R-i-i-i-ght. The issue isn't the concerted effort on the part of "The Club" - since before Trump's swearing in - to undo The Will of The People. The issue is Trump's big mouth.
Interesting to note how the markets have not panicked.
As always, Surber sees through the nonsense
ricpic, exactly what I think as I read these things. It's the point where I usually stop. And right there at the beginning too, pretty much always. It signals the writers superiority over Trump. It's some irresistible urge that finds expression between lines and in superfluous adjectives. Were it print we could just go through it and scratch out the childish editorializing and unmerited malinformed claptrap and extra malevolent partisan adjectives inserted childishly all over the place like I just did. All that clawing deprivation and screaming for attention beyond the straight information imparted.
Sounds like this:
Trump landed in Riyadh, and I am better than Trump, and was received with great fanfare, and I'm smarter than Tump, including an elaborate and posh red carpet stretched out to the tarmac, but I am immeasurably more moral than Trump, followed by an elaborate banquet and I do wish the man would stop tweeting, followed by crown prince sharing a hookah with emotionally unstable Trump.

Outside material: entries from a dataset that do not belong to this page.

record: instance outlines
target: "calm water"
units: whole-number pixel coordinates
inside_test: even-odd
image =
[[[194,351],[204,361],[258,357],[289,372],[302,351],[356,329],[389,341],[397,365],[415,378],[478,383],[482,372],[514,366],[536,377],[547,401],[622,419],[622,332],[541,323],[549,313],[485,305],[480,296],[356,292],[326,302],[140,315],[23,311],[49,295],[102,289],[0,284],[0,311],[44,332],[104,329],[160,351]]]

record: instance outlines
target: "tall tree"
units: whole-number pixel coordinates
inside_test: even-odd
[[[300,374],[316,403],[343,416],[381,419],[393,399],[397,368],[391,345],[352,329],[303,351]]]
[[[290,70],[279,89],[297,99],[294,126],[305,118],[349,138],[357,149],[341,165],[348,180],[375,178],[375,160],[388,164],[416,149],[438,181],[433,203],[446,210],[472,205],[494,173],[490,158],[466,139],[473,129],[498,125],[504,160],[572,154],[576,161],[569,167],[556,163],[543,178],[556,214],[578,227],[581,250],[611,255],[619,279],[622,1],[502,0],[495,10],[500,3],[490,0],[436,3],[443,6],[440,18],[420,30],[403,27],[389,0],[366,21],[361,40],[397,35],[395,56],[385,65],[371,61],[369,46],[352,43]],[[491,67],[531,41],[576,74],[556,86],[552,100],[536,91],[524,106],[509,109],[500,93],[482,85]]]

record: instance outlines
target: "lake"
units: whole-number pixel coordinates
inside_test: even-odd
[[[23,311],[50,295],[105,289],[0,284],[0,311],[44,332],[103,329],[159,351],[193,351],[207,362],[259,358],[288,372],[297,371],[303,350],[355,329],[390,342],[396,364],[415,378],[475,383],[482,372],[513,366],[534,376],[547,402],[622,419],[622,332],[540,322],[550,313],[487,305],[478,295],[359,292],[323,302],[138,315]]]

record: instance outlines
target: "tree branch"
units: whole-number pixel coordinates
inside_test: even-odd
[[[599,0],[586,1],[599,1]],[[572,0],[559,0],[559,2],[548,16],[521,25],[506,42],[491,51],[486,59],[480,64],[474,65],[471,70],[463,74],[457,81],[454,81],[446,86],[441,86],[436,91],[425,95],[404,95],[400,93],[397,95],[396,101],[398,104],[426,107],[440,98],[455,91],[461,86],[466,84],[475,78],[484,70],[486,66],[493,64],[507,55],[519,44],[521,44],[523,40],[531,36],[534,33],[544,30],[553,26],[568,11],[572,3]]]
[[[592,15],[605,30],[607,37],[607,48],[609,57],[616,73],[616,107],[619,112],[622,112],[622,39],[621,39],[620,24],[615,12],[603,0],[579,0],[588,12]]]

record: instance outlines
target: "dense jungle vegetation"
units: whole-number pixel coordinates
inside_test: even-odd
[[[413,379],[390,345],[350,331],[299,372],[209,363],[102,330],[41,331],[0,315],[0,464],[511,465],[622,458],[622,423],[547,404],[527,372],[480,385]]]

I've seen some fifteen million pieces that include this conceit already. Maybe twenty-five. Just now on one of new sites in my bookmark panel a piece on a solidly red wing site begins, "first of all I want my president to protect the country."
Good. First principles. This is great. We're fine.

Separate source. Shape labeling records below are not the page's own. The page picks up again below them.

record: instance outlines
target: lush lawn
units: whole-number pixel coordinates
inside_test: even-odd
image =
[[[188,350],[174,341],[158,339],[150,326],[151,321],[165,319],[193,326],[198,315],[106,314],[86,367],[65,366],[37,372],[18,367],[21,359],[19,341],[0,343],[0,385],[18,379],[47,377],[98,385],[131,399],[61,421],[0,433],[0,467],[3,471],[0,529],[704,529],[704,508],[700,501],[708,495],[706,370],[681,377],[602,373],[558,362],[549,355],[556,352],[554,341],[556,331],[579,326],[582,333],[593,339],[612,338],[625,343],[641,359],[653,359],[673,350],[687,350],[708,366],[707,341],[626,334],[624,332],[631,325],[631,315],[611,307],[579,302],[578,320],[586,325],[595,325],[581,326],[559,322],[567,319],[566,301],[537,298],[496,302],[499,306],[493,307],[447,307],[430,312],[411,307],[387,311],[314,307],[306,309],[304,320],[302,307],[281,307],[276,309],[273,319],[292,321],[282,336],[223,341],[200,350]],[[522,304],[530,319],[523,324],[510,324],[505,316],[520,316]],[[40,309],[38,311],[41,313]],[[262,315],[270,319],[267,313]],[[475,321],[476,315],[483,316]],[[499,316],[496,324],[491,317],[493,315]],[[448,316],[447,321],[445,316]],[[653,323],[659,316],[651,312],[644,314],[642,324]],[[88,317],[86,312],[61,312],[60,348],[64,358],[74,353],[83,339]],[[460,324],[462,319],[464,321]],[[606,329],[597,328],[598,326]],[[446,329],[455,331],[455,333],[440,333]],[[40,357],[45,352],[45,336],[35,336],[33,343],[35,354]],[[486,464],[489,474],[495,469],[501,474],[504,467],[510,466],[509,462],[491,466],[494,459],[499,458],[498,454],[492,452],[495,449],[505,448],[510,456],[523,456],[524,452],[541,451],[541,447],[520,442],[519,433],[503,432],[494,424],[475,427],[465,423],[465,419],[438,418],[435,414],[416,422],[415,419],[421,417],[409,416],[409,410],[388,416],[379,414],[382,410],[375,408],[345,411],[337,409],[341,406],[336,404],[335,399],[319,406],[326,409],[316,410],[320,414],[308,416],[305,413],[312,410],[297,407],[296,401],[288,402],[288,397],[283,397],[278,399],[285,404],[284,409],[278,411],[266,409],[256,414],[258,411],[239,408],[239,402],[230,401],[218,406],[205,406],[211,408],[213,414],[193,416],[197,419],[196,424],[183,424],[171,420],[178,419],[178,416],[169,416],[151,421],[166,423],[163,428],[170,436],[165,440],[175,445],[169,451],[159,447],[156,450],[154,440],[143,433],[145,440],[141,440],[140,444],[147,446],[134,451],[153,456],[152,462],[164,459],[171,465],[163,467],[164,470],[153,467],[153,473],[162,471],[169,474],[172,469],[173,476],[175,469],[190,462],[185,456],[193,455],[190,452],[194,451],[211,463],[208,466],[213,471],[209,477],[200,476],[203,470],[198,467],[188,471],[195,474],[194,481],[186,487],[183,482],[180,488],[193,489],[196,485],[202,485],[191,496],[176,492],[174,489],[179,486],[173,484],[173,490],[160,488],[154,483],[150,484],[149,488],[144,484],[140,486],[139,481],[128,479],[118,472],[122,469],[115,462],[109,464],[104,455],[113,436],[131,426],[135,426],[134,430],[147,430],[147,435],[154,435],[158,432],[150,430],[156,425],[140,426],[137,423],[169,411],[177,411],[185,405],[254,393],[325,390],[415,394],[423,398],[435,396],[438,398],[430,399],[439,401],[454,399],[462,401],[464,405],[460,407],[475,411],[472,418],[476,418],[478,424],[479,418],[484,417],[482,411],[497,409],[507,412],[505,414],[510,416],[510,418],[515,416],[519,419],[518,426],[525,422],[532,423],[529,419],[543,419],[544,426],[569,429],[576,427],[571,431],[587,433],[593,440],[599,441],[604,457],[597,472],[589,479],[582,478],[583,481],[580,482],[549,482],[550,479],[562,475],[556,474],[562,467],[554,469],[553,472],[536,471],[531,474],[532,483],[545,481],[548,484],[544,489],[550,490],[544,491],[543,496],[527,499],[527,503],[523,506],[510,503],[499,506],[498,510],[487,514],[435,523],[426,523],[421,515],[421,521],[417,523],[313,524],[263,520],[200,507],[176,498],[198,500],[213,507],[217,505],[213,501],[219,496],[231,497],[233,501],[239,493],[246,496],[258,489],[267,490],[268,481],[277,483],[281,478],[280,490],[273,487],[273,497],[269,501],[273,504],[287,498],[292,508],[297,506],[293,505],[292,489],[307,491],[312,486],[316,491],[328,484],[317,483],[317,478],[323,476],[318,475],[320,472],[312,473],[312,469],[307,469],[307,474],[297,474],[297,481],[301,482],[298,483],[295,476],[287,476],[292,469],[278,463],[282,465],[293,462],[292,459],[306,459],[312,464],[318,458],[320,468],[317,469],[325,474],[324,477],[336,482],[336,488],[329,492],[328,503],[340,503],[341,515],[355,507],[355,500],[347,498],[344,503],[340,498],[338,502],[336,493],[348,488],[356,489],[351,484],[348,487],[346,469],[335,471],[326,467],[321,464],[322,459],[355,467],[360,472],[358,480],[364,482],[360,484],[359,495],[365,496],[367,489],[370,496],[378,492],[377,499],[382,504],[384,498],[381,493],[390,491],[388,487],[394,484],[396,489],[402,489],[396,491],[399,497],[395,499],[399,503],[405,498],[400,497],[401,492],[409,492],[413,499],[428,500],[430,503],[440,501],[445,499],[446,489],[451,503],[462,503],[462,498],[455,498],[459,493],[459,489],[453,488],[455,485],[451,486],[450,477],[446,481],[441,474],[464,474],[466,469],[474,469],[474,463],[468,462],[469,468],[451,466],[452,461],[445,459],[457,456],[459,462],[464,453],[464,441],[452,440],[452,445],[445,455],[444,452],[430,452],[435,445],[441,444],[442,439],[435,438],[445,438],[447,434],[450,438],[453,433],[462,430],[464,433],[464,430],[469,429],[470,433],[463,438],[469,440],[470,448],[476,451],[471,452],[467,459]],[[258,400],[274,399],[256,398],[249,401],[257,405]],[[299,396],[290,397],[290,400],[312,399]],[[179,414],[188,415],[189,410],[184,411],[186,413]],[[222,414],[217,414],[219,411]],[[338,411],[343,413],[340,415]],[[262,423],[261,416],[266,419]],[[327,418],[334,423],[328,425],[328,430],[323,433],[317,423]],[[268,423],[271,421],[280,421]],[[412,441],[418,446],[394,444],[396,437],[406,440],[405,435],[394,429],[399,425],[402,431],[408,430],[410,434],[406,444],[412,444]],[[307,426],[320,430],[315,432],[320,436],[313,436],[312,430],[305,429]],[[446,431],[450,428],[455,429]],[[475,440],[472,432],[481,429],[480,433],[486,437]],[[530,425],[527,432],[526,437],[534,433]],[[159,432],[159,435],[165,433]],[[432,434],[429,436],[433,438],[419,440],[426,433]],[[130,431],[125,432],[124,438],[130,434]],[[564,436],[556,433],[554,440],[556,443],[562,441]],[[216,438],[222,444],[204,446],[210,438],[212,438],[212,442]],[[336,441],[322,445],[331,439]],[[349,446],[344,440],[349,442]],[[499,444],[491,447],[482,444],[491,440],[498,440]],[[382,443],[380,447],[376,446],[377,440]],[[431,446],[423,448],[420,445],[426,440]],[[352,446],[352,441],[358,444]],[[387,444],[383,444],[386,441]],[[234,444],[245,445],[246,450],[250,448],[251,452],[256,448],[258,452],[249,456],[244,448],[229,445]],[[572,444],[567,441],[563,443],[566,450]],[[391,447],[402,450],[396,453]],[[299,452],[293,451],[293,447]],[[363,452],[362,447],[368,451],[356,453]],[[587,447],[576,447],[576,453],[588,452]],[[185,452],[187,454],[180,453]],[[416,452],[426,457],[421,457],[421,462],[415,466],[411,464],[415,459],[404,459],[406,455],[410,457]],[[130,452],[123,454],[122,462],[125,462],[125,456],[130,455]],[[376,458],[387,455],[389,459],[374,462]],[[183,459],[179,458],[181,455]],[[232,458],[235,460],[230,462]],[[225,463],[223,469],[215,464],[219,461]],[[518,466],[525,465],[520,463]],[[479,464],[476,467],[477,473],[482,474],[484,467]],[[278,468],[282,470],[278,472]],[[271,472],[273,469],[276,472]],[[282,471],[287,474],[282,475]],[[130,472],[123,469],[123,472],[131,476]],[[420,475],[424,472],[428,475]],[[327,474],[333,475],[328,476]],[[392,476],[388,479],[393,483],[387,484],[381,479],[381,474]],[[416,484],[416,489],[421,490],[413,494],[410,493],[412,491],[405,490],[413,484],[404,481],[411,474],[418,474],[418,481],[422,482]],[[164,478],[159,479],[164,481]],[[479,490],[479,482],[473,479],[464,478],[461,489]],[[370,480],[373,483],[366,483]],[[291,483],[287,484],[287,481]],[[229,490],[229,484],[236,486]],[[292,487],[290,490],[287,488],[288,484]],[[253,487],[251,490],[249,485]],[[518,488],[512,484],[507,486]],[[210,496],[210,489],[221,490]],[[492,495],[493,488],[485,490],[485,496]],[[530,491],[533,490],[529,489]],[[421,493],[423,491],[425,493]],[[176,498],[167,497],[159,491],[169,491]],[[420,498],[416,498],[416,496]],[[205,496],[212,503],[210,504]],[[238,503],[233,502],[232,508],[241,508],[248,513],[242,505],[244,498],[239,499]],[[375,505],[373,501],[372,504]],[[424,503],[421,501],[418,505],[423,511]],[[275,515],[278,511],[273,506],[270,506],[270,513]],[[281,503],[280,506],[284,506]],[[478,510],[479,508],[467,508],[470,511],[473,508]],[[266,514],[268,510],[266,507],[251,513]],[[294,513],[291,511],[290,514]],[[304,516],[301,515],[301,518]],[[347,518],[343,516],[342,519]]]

"And Trump's inexperience and unpredictability terrify me."
Oh dear. That's serious. Too bad. Be duly terrified.
Sit there and shake and tremble. Piss yourself and publish your fears. Because, have you noticed the presidents of other countries are all quite mad? And madness vs madness in political leaders truly must terrify you. Hold your premise that Trump is untrustworthy and unqualified and flaky to be president and stay terrified. That's my recommendation. That is all so much more frightening than the trials we already endured of feckless incompetence, military reversals, economic stagnation, regulatory insanity, and inability to deal outside one's ideologic constraints, militarization of federal departments across the board, combined with 100% unwilling to reach across the aisle for anything along with daily televised provocations and racial antagonisms for eight solid years.
You poor thing. Bless your heart.
We keep hearing that conservatives want to take us back in history to a presumably simpler time when it is clear to politically unaffiliated observers that Democrat federal policies actually do hold back Americans economically.